Vincent van Pesch received travel grants from Biogen, Bayer Schering, Genzyme, Merck, Teva Sanofi and Roche. His institution receives honoraria for consultancy and lectures from Biogen, Bayer Schering, Sanofi, Merck, Roche, Teva and Novartis Pharma as well as research grants from Novartis Pharma, Bayer Schering, Sanofi and Roche.
Abstract: EP1289
Type: ePoster
Abstract Category: Clinical aspects of MS - 1 Diagnosis and differential diagnosis
Introduction: Over the past years, the use of anti-tumor necrosis factor- α (TNF- α) agents and IL-6 blockade by tocilizumab for the management of Neuro-Behçet disease (NBD) has increased progressively, but still remains off-label. However, some patients remain refractory and warrant a different approach to treatment.
Objective: To describe a case of NBD refractory to traditional immunosuppressive agents with secondary failure of anti-TNF-α and anti-IL-6 therapies.

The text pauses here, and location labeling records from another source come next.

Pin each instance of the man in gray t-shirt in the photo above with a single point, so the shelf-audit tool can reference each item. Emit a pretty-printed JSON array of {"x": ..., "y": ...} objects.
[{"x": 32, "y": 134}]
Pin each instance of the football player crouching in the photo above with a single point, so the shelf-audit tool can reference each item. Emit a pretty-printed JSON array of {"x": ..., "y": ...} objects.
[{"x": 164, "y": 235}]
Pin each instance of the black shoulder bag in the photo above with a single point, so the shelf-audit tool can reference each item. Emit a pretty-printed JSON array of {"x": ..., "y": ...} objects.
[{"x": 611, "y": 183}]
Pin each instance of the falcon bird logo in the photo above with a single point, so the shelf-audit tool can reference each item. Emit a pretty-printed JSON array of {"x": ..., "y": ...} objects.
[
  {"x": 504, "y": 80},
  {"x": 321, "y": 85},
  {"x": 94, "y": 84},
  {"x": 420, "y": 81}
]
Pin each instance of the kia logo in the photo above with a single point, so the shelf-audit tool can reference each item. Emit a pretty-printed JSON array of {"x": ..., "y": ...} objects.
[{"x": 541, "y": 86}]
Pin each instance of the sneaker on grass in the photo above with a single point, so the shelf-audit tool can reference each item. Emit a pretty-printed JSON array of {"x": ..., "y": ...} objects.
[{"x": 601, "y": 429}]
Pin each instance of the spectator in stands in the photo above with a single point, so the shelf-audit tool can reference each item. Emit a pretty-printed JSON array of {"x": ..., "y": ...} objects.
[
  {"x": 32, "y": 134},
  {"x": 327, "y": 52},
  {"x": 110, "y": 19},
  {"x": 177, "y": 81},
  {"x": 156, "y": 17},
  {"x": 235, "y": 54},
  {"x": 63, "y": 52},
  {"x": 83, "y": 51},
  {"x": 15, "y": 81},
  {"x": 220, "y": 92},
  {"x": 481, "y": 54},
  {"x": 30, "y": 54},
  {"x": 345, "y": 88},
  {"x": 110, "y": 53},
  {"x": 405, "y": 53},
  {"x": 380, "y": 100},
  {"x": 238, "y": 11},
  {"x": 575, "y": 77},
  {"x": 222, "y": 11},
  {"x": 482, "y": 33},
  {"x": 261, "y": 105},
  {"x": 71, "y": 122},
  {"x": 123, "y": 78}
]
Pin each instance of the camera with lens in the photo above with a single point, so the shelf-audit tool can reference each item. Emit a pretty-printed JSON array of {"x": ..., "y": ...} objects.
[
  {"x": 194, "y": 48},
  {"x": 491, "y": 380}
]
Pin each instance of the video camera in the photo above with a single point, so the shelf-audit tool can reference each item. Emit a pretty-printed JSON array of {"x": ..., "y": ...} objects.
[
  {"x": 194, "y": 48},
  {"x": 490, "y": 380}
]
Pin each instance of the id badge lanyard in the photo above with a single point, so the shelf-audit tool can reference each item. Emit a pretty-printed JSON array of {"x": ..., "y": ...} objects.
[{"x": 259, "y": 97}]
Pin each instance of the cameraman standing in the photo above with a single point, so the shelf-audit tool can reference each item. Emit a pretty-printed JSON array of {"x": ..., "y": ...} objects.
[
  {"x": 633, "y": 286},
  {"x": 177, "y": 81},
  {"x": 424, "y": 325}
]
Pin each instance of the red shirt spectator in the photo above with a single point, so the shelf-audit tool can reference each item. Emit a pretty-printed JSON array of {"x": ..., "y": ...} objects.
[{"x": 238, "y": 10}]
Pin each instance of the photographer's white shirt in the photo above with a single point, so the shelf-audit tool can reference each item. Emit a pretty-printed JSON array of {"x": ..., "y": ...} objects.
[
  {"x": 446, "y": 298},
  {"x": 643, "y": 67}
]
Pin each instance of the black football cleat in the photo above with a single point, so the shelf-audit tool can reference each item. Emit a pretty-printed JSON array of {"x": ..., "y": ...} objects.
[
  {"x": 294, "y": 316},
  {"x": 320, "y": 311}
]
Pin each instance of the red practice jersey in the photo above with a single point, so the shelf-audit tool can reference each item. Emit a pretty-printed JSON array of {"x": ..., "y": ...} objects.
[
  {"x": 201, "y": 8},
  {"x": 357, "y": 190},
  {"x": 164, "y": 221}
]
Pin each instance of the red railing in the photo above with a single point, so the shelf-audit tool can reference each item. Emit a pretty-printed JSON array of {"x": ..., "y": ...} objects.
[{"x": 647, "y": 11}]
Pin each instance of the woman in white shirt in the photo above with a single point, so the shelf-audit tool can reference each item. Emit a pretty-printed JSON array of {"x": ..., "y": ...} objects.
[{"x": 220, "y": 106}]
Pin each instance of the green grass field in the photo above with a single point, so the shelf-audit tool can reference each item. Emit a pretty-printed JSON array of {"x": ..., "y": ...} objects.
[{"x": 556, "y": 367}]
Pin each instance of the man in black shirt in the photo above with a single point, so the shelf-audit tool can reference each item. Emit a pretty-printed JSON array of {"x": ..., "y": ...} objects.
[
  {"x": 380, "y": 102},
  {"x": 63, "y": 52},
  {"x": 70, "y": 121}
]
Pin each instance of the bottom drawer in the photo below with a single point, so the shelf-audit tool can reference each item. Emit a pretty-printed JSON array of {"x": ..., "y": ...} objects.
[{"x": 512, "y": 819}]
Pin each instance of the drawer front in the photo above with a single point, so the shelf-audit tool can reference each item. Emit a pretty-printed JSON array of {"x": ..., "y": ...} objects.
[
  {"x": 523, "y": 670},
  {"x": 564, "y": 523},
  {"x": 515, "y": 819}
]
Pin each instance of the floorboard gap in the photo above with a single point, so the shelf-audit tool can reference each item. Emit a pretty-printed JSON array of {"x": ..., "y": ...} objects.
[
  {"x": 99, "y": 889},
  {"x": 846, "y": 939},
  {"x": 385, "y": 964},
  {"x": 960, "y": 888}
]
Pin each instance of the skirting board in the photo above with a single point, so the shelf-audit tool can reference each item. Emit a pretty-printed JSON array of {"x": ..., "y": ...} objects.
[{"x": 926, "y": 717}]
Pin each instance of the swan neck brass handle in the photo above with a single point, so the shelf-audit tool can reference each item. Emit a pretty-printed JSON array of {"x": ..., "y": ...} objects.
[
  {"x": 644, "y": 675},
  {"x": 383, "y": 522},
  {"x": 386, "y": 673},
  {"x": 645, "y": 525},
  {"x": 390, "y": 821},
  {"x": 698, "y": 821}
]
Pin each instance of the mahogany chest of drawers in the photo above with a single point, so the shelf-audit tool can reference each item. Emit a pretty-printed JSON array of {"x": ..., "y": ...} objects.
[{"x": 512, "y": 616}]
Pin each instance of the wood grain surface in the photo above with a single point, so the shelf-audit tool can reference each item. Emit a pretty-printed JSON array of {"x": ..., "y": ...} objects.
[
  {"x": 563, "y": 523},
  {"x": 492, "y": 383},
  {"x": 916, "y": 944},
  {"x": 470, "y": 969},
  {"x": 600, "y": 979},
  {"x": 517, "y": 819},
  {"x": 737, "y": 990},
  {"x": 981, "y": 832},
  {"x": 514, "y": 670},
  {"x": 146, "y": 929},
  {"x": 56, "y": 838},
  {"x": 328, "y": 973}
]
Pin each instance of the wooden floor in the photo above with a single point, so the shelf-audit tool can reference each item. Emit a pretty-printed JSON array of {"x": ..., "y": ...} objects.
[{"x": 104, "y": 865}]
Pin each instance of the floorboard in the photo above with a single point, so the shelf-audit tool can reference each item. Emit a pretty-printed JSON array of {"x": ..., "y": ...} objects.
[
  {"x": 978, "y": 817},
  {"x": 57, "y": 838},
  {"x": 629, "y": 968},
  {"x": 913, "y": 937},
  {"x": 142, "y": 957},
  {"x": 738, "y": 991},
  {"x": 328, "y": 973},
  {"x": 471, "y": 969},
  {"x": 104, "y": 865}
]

Methods and results: We present the case of a 32-year-old male patient with a history of recurrent oral ulcerations, bilateral anterior uveitis, papulo-pustular skin lesions, erythema nodosum on both legs. He was diagnosed with NDB after presenting T2/FLAIR hyperintense white matter lesions in the midbrain and hypothalamus showing Gadolinium-enhancement, responsible for cerebellar syndrome, diplopia and hypersomnia. The International Criteria for BD were fulfilled and azathioprine (AZT) 150mg/day combined with oral steroids started. Following 2 relapses at 12 and 18 months respectively after starting AZT, monthly pulses of intravenous cyclophosphamide (1000 mg) were started but the patient relapsed again 8 months later. Given the aggressive disease course, anti-TNFα therapy with infliximab (INFX) was started (5 mg/kg every 8 weeks), in combination with 100 mg of AZT and oral steroids. The patient remained relapse-free both clinically and radiologically until he presented a severe spinal cord relapse with paraplegia and paresis of upper limbs 26 months after starting INFX. Tocilizumab infusions were started (8 mg/kg/month) but did not lead to remission as 2 subsequent relapses were observed within 3 months. The patient was started on another anti-TNF-α agent (golimumab). He remains free of disease activity 4 months later.
Conclusion: NBD is a devastating CNS inflammatory disease for which there is an unmet need for effective therapies in patients failing several lines of immunosuppressive treatment to avoid unfavourable outcome. Randomized controlled trials or pragmatic trials are needed to determine the best treatment algorithm.
Disclosure:
Frédéric London received travel grants from Biogen, Merck and Sanofi.
Vincent van Pesch received travel grants from Biogen, Bayer Schering, Genzyme, Merck, Teva Sanofi and Roche. His institution receives honoraria for consultancy and lectures from Biogen, Bayer Schering, Sanofi, Merck, Roche, Teva and Novartis Pharma as well as research grants from Novartis Pharma, Bayer Schering, Sanofi and Roche.